Weiter geht es also nach Osten. Mengen von Störchen treffen sich zum Frühstück auf den ausgedehnten Wiesen.
In Grutta gibt es kein erkennbares Gasthaus mehr. Nur eine Kirche steht noch auf ihrem Hügel zwischen spärlichen Häusern. Vermutlich war auch hier das Gasthaus benachbart, gemäß der Regel, dass „K + K“, - Kirche und Kneipe -, zusammengehören. Hier also speiste die Familie, von Graudenz unterwegs nach Peterhoff in die Sommerfrische, zu Mittag. Auf dem Kirchhügel ist der alte Friedhof ordentlich angelegt, unterhalb ein großer, neuer.

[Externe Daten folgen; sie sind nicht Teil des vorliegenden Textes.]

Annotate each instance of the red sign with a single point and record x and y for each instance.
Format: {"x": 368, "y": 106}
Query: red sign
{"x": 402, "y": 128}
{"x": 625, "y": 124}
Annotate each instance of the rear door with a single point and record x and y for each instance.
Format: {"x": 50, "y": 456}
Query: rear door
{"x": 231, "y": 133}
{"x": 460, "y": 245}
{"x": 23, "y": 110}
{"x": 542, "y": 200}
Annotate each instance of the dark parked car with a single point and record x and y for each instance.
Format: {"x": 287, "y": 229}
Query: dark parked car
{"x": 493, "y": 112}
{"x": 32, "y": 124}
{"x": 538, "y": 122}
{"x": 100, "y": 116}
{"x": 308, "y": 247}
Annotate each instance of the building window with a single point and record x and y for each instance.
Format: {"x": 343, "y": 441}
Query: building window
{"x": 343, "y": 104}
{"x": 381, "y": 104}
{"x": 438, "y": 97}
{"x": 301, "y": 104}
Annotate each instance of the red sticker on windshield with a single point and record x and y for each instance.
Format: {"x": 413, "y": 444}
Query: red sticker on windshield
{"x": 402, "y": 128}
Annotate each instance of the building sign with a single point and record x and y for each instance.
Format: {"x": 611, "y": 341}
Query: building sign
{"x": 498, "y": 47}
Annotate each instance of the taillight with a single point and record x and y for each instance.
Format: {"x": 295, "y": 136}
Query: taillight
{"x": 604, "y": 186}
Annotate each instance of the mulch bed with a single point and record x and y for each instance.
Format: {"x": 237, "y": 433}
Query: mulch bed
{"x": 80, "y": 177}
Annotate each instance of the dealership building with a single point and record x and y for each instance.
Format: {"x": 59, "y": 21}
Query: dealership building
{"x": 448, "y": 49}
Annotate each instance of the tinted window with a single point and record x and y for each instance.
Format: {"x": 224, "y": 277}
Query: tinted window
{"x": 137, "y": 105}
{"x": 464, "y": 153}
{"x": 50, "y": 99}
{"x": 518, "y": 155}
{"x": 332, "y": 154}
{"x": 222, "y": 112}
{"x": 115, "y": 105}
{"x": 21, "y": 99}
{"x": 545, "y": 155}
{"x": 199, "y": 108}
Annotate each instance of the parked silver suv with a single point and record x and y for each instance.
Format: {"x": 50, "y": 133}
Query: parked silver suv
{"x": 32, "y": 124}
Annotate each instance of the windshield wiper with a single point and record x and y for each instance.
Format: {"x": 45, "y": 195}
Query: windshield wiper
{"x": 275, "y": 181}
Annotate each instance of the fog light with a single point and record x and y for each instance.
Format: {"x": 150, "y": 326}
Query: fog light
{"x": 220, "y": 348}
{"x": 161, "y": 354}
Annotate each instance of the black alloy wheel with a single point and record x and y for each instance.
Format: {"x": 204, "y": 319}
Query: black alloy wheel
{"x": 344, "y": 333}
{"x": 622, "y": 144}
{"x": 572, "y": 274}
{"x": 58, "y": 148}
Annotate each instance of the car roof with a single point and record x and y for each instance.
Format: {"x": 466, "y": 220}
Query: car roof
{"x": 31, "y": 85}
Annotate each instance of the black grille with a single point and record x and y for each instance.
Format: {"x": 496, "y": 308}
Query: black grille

Die vielen Heiligenfiguren und hohen, gemauerten Grabmäler sind natürlich von der heutigen, katholischen Bevölkerung.
Wieder sehen wir Störche auf der Weiterfahrt zum Orla-Besitz. Der gehörte zum Schloss Peterhoff. Das dazugehörige Gutshaus ist noch vorhanden. Dort waren früher also die Waisenjungen als Stipendiaten untergebracht. Es gibt ein verlandetes Seeufer mit herrlich wilder Blumenpracht. Und ringsum verwilderter Wald, ungepflegte, halb zugewachsene, holprige sandige Feldwege, Gebüsch und Gestrüpp.

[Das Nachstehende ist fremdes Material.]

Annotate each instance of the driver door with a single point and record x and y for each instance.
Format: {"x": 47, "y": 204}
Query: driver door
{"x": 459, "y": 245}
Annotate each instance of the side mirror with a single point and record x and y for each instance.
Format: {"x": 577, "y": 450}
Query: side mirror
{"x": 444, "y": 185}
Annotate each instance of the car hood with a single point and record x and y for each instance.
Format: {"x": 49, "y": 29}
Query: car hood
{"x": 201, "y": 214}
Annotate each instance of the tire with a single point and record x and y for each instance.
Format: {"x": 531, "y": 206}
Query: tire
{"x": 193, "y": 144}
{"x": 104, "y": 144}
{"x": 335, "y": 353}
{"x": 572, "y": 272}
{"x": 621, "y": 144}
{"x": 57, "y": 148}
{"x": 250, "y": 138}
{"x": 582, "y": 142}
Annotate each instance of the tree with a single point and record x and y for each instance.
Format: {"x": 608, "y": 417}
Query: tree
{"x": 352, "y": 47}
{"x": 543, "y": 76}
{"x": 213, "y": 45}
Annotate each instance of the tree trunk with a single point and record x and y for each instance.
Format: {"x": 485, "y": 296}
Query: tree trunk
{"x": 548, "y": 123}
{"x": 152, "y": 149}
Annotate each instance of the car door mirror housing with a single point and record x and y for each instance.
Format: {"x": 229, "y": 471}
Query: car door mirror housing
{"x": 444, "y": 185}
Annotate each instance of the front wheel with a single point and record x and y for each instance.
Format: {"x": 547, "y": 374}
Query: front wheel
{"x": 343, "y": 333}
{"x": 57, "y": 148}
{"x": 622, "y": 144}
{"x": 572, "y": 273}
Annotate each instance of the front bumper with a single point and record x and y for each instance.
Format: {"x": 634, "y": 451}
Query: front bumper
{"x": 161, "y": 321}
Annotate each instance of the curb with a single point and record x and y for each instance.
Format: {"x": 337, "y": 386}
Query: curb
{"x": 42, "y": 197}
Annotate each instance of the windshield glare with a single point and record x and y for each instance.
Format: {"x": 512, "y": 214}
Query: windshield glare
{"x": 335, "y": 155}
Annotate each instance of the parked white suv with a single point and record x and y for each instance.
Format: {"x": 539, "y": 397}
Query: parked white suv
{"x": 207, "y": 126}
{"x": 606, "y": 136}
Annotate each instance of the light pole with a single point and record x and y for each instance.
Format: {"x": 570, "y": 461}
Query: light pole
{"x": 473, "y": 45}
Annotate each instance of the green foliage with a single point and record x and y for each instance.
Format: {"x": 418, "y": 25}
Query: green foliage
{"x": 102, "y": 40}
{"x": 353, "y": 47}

Dann kommen wir aber erstmal den Mühlen auf die Spur. Mühle Schwetz ist ein beeindruckend großes, dreistöckiges Gebäude aus roten Ziegeln und schwarzem Fachwerk. Mühle Slupp erweist sich als eine noch größere Mühle, ebenfalls aus rotem Ziegelmauerwerk und schwarz gestrichenem Fachgebälk. Wir steigen aus und gehen zögernd näher. Das herrschaftlich anmutende Wohnhaus liegt weiter hinten separat, umgeben vom gepflegten Garten mit alten Obstbäumen und seitwärts dem schilfgrünen Wasser der Ossa, mit dichten Laubbäumen und Wiesen am anderen Ufer. Das Haus ist bewohnt. Hier also wurde unsere Urgroßmutter und Gromos Mutter Martha Goldnick geboren. Beim Anblick heute zwingt sich die Vorstellung einer verwunschen-romantischen Kindheit auf. Die Mühle scheint fast wie
aus dem Märchenbuch, und das Wasser rauschend, wie aus historischer Tiefe in unsere Gegenwart hinein.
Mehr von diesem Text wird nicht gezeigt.